While all of the above noted recommendations represent various
aspects of employee engagement with regard to health care, there is one aspect
that appears to be missing. Unfortunately, it is a significant piece to the
puzzle.
The missing piece
While the concept of the Section125 and CDHC were correct, they
had one serious, fatal flaw. The flaw is the most damning and in many ways is
the real key problem with the health care sector—a sector that has been
described by many as a huge mix of players with no common goal. Many experts
believe that the wrong statutes and/or structures have been enacted, all of
which results in the wrong incentives for virtually everyone in the
process—providers, payers, and particularly patients.

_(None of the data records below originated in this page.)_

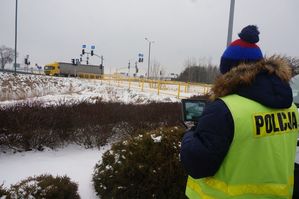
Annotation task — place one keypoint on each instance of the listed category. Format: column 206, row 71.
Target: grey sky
column 54, row 30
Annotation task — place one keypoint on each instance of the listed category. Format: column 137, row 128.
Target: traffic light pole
column 230, row 23
column 16, row 31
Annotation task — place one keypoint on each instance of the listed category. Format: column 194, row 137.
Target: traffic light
column 27, row 62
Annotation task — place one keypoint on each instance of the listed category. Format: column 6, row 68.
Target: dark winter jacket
column 267, row 82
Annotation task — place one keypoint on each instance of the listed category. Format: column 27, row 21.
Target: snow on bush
column 146, row 166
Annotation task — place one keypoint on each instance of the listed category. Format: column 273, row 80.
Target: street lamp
column 16, row 26
column 230, row 23
column 149, row 55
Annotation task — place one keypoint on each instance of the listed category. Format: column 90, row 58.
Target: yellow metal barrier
column 182, row 89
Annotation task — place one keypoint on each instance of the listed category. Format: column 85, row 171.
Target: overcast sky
column 54, row 30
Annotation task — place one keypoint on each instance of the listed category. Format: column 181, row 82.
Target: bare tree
column 294, row 63
column 6, row 55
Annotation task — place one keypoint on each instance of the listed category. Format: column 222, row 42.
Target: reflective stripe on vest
column 260, row 161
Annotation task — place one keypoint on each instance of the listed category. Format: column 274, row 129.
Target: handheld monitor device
column 192, row 109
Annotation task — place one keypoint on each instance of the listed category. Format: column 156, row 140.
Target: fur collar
column 244, row 74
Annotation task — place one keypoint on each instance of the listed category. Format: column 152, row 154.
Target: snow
column 156, row 139
column 50, row 91
column 74, row 161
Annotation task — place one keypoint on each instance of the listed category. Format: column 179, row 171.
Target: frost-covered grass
column 50, row 91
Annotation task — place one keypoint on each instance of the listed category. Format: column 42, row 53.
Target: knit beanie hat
column 242, row 50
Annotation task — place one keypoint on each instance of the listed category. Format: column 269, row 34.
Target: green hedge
column 146, row 166
column 43, row 186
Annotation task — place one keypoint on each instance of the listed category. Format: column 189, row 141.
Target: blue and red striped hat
column 242, row 50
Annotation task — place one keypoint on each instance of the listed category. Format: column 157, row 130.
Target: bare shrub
column 31, row 126
column 44, row 186
column 145, row 166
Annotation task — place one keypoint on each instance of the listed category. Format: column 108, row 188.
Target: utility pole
column 230, row 23
column 16, row 31
column 149, row 55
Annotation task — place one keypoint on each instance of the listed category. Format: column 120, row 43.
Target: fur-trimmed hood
column 266, row 81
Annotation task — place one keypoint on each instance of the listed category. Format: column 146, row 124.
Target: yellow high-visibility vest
column 260, row 161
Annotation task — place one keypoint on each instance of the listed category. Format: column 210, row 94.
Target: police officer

The key, as anyone involved in the industry for more than a day
or two can tell you, is to "harness the power of the consumer." The reason why
things such as the Section 125 legislation and CDHC were introduced in the
first place was to allow individuals to become more engaged in their personal
health care choices. After all, just look at how successful consumers have been
at driving down the cost in other industry sectors-everything from new cars to
the cost of breakfast cereal.
However, the consumers within the healthcare segment have a major
disadvantage. In most other market segments, consumers can make informed
decisions. Decisions that are based on pricing and quality data that is readily
available. Unfortunately, such is not the case within health care where the
average buyer lacks immediate access to actionable information.
Conclusion
One of the biggest roadblocks to successfully reducing the
long-term cost of health care is the divergent interests of the parties
involved. Over the years, this has resulted in a general lack of meaningful,
credible data with which employees could make intelligent decisions. Employers
have tried a number of different approaches to encourage and engage employees
to reduce healthcare costs. One of the latest approaches, consumer-driven
health care, has met with some degree of success; however, for the most part,
it has not lived up to its promised results. And until some way is found to
provide adequate information for the consumer to make "good choices," CDHC or
any of the other cost reduction approach will not provide the results they are
capable of. The key is quality data that is received in a timely and useful
manner. Without it, we are still at square one.